Pada peringatan hari Krida ke 53 ini, Menteri Amran juga mengapresiasi keberpihakan Presiden Prabowo Subianto terhadap sektor pertanian, termasuk dalam reformasi distribusi pupuk subsidi yang kini dipermudah. “Dulu pupuk harus muter ke 12 kementerian, harus ada tanda tangan dari 38 gubernur, 500 bupati/wali kota. Sekarang dari Menteri Pertanian langsung ke petani. Ini keberpihakan nyata dari Presiden. Tepuk tangan untuk Bapak Presiden!” ujarnya disambut riuh hadirin.


Mentan Amran juga menegaskan bahwa PPL bersama Babinsa kini menjadi ujung tombak pertanian nasional. Mereka adalah “mata dan telinga” Presiden RI dan Kementerian Pertanian (Kementan) di lapangan. “Saya titip, laporkan kalau ada penyimpangan. Kalau ada harga di atas HET, laporkan! Kami akan tindak tegas. Dan saya ingin sampaikan kepada seluruh PPL Indonesia, Aku cinta kamu. I love you full.” ujar Amran.


Bersamaan, PPL Kabupaten Sambas, Kalimantan Barat (Kalbar) Darma Irawan mengatakan peringatan hari Krida ke 53 menekankan pentingnya transformasi penyuluh agar tetap relevan dan berdampak. Untuk itu penyuluh pertanian harus aktif mendukung langkah-langkah strategis pemerintah utamanya Kementan dalam mewujudkan ketahanan pangan nasional, tidak hanya sebagai pendamping petani, tetapi juga sebagai agen perubahan di lapangan.


“Harapan kami, penyuluh harus bertransformasi menjadi penyuluh yang sesuai dengan keadaan sekarang. Karena kami adalah ujung tombak untuk mewujudkan swasembada pangan, cita-cita besar Presiden RI, Bapak Prabowo Subianto,” ujar Dharma.


Dharma juga mengapresiasi program Kementan seperti optimasi lahan dan Brigade Pangan yang telah berjalan sejak 2024. Program ini, menurutnya, sangat membantu meningkatkan produktivitas dan kesejahteraan petani.
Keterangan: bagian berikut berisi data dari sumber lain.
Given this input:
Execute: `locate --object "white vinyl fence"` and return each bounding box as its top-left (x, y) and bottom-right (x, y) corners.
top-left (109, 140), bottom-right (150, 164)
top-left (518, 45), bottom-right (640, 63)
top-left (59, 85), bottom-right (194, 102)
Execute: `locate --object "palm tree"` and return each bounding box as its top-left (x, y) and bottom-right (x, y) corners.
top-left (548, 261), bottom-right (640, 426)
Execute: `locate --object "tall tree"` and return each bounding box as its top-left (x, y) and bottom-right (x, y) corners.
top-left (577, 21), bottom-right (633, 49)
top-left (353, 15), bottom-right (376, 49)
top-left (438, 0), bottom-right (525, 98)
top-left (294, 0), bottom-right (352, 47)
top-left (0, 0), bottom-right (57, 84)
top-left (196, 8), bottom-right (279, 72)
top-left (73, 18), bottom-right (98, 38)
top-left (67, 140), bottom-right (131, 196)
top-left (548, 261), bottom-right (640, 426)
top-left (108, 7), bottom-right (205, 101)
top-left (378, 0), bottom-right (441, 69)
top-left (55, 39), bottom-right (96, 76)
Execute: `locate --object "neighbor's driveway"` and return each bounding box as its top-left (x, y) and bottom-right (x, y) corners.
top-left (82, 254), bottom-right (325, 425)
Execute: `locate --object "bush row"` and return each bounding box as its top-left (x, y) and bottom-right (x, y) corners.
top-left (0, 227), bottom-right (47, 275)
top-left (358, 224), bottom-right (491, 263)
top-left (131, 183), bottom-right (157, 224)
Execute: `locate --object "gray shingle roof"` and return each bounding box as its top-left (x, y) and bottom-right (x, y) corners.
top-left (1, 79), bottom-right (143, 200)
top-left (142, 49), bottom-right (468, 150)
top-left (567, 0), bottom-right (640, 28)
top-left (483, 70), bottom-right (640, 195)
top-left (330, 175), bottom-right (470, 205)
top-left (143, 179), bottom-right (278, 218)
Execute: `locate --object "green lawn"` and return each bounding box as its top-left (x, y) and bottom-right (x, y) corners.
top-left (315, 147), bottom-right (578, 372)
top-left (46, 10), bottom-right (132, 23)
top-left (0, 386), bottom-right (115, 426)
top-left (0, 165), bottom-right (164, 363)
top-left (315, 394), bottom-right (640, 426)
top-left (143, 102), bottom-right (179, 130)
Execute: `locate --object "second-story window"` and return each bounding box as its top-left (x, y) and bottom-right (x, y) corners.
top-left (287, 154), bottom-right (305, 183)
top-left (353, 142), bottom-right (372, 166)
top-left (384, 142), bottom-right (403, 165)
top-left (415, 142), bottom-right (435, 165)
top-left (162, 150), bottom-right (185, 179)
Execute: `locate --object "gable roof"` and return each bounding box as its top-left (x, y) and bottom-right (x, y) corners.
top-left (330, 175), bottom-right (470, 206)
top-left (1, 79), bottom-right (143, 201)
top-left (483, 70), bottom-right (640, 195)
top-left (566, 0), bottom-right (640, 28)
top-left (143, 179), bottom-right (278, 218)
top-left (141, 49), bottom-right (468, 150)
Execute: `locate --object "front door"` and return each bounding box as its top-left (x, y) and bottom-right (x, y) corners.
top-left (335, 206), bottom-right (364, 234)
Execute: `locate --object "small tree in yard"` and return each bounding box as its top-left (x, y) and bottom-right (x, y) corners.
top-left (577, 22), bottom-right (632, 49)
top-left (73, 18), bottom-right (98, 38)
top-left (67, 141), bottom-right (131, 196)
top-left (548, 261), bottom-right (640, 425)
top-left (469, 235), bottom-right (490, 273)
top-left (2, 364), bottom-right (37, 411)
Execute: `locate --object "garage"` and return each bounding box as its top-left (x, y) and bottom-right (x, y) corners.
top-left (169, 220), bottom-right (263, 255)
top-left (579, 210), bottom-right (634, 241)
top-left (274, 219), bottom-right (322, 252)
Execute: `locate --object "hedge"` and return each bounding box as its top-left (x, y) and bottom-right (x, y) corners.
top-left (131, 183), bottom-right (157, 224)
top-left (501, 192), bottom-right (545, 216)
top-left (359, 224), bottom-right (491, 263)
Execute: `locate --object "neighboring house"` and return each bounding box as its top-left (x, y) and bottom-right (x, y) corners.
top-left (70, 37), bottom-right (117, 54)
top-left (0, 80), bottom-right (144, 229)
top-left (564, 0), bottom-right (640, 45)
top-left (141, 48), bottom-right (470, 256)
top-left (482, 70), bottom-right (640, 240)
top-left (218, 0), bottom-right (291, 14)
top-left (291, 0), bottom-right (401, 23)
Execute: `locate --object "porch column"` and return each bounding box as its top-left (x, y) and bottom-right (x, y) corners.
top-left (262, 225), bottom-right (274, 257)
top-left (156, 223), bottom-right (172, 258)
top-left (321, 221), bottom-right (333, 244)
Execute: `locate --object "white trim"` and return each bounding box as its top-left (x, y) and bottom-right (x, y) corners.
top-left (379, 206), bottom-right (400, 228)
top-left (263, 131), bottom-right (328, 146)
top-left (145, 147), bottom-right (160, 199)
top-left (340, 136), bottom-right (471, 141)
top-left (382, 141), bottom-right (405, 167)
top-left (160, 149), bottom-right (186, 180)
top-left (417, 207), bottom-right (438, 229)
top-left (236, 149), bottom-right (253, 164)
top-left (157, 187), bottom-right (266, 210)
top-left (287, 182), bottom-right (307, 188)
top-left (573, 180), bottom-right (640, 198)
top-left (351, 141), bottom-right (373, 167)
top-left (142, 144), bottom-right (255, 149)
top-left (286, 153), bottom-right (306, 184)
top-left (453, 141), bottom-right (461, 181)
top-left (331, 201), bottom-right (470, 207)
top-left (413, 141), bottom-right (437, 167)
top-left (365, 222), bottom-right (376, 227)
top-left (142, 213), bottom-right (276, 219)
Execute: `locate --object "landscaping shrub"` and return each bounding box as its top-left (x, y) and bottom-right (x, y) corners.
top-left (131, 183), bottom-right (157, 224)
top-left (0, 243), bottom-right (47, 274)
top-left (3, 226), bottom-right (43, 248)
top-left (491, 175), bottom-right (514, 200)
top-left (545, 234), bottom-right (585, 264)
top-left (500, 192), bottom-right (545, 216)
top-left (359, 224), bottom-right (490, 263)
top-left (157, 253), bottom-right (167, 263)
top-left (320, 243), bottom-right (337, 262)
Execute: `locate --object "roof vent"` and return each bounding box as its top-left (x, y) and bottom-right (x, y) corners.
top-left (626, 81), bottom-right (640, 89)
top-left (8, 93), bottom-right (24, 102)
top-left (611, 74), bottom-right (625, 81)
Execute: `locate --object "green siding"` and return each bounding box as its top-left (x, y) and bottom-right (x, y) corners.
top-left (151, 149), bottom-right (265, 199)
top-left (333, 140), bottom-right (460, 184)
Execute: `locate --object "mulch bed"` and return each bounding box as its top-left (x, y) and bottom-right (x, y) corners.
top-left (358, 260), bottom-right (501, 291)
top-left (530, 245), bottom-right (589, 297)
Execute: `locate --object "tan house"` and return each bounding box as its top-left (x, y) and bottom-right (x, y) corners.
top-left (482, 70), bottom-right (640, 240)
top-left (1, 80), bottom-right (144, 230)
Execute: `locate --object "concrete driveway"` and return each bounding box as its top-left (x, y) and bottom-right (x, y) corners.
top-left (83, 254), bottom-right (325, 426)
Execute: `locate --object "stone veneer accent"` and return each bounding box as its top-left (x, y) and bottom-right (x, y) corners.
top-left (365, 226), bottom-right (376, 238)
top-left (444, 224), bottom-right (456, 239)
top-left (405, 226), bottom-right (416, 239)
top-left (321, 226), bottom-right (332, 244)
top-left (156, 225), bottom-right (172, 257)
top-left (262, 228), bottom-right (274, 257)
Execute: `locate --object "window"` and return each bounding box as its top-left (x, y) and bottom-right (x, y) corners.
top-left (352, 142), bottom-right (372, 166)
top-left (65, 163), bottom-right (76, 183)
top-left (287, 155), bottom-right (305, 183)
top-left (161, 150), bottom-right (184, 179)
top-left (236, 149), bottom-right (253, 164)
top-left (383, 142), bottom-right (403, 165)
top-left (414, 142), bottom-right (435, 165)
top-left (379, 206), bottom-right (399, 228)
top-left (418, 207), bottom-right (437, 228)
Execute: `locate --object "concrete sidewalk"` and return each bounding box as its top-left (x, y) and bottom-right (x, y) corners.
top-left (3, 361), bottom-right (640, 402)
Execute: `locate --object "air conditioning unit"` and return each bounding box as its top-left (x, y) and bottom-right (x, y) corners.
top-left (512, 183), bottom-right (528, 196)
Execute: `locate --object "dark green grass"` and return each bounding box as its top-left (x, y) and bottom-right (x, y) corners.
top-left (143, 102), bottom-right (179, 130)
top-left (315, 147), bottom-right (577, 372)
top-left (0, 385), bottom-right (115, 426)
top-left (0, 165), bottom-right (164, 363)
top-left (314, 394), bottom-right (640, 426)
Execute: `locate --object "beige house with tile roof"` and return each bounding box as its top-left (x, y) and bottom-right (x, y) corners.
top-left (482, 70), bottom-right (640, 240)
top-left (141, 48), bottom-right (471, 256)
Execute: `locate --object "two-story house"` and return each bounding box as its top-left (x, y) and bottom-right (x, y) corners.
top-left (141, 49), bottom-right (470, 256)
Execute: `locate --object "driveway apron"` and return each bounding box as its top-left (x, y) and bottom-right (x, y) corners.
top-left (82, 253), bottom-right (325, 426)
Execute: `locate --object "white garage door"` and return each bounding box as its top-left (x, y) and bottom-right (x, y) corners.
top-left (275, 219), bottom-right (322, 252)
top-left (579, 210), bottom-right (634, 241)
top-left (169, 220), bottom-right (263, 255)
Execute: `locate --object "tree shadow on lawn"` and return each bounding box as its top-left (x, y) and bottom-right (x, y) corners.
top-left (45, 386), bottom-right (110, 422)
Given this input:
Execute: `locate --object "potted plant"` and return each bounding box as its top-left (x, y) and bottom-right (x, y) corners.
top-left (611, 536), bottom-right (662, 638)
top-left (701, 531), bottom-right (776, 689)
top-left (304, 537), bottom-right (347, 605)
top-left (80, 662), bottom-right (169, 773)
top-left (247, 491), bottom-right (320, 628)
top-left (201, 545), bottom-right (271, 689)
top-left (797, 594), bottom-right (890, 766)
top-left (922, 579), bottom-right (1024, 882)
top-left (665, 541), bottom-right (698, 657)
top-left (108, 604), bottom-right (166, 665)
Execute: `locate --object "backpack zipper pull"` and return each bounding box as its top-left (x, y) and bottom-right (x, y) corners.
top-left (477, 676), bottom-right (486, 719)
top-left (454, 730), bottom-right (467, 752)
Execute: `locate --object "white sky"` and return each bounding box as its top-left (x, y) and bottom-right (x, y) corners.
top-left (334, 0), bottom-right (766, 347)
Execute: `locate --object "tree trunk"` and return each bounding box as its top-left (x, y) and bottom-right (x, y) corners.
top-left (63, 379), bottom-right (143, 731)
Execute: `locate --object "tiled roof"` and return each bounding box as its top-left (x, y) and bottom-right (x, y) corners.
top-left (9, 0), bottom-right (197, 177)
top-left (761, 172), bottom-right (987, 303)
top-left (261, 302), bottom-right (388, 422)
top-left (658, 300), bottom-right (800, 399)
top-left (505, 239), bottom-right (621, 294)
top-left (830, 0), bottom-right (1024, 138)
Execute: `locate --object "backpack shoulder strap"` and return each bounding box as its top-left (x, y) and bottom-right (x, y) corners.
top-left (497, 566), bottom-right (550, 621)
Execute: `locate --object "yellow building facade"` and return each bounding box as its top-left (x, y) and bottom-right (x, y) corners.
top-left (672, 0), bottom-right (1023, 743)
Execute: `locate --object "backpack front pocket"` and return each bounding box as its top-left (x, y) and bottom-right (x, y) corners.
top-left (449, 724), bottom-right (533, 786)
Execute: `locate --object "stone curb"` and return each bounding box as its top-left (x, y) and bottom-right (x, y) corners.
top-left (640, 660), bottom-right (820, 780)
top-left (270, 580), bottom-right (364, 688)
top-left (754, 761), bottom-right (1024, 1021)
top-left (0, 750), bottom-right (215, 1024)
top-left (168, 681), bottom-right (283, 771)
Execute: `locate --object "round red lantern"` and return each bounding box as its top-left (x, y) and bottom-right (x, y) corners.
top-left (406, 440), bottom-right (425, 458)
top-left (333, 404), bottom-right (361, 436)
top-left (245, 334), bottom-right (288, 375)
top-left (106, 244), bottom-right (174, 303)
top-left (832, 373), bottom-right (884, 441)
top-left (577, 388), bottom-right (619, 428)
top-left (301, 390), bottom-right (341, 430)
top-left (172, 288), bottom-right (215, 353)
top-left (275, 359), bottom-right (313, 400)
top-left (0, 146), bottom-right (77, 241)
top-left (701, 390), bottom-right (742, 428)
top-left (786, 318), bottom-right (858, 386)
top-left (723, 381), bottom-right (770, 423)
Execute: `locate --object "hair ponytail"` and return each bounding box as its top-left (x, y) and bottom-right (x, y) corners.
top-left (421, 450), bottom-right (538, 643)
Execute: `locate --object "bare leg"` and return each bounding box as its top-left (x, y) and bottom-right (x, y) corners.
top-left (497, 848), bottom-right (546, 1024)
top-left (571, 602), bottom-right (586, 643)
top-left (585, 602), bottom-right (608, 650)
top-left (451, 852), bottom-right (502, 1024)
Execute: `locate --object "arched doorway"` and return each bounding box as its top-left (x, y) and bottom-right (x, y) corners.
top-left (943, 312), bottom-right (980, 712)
“Tahun ini sudah mulai musim tanam kedua dan bahkan bersiap ke musim tanam ketiga. Petani yang tergabung dalam Brigade Pangan sudah mulai panen dan ada yang meraih penghasilan bersih hingga Rp60 juta, bahkan kotor lebih dari Rp100 juta per musim tanam,” ungkap Dharma.


Abbah Attamimi, PPL Kalimantan Tengah juga menyuarakan dukungan dan apresiasinya atas kebijakan Kementan.


“Kami selaku penyuluh, kami sangat mendukung kegiatan seperti ini. Harapan Pak Menteri untuk swasembada pangan sangat mungkin tercapai, khususnya di Kalimantan Tengah yang punya banyak program strategis,” ujarnya.


Menurut Abbah, semangat para penyuluh pada peringatan Krida ke 53 ini menjadi refleksi nyata bahwa transformasi sektor pertanian tidak hanya bertumpu pada kebijakan pusat, tetapi juga pada daya juang di lapangan. Dengan sinergi dan kolaborasi, swasembada pangan bukanlah cita-cita semata, melainkan target nyata yang sedang digerakkan bersama.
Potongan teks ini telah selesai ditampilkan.